O fato de o jovem Alberto Maltese (Thiago Rosseti) viver com seu iPad a tiracolo, para demarcar a hiperatividade do protagonista, que leva bronca da mãe por fazer várias coisas ao mesmo tempo, é uma das poucas concessões tomadas por Milani num filme que parece congelado no passado. É como se chegássemos a Vale das Flores por um portal; da Mercedes-Benz do delegado Pimentel (Marcos Caruso) à população de ruivos da cidade, tudo no filme nos soa estranho ou ultrapassado.
No papel, esse parece um bom ponto de partida: na trama de mistério, sobre um assassino em série que está matando ruivos em Vale das Flores, Milani rejuvenesce Alberto (no livro ele é estudante de Medicina) para transformar o protagonista no nosso representante dentro do filme, e evocar o espírito infantil dos livros - em outras palavras, é como se Milani personificasse a nossa nostalgia pela Série Vaga-Lume em Alberto, apostando que os adultos que cresceram com ela nos anos 70 e 80 pudessem, diante do filme, voltar a ser crianças.
Ao mesmo tempo, rejuvenescer Alberto é uma necessidade evidente, se o filme pretende atrair o público infantil de hoje.
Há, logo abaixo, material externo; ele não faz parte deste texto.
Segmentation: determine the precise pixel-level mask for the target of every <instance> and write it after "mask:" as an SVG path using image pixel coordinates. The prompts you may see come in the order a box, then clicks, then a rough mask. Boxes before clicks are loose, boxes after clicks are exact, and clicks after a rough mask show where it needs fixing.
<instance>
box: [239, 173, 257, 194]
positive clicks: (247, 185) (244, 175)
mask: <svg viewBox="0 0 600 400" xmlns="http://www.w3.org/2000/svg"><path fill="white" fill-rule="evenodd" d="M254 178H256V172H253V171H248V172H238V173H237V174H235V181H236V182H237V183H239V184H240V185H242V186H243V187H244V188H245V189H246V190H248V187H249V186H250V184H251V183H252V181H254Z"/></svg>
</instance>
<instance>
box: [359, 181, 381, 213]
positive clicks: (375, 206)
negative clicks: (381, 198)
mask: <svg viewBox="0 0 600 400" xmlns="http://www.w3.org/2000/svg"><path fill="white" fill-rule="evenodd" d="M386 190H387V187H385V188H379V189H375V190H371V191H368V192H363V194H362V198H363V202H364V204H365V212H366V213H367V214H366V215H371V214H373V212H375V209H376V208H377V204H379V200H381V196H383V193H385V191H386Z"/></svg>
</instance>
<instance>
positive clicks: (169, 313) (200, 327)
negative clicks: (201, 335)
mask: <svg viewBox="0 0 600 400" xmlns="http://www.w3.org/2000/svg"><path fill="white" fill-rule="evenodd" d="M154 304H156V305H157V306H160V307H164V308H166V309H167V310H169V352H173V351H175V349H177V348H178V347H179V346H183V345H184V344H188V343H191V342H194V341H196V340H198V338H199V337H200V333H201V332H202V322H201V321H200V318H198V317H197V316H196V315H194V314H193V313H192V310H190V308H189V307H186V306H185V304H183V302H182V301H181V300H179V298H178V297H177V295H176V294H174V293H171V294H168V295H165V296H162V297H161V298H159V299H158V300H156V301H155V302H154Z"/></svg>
Apelos de nostalgia à parte, na hora de atrair esses espectadores mais jovens O Escaravelho do Diabo talvez encontre mais dificuldade. Porque, na comparação com sucessos de hiperatividade do cinema, como os filmes de Madagascar, o longa de Milani é praticamente cinema iraniano, com seu passo moroso e seus planos longos demais.
Ainda que esse transporte a outro tempo e outro lugar - a vida no antiquário, a fazenda, a igrejinha, a escola - esteja no cerne do projeto "regressivo" do filme, O Escaravelho do Diabo parece lutar o tempo todo consigo mesmo: lida com um gênero como o suspense, que exige dinamismo, e flerta com elementos mais atuais, como o rap e o rock, mas em nenhum momento consegue deixar a morosidade ou realmente trazer o livro à vida de uma forma mais contemporânea.
O resultado traduz essa indecisão, e no fim talvez O Escaravelho do Diabo não consiga falar a língua dos adultos nem a dos mais novos.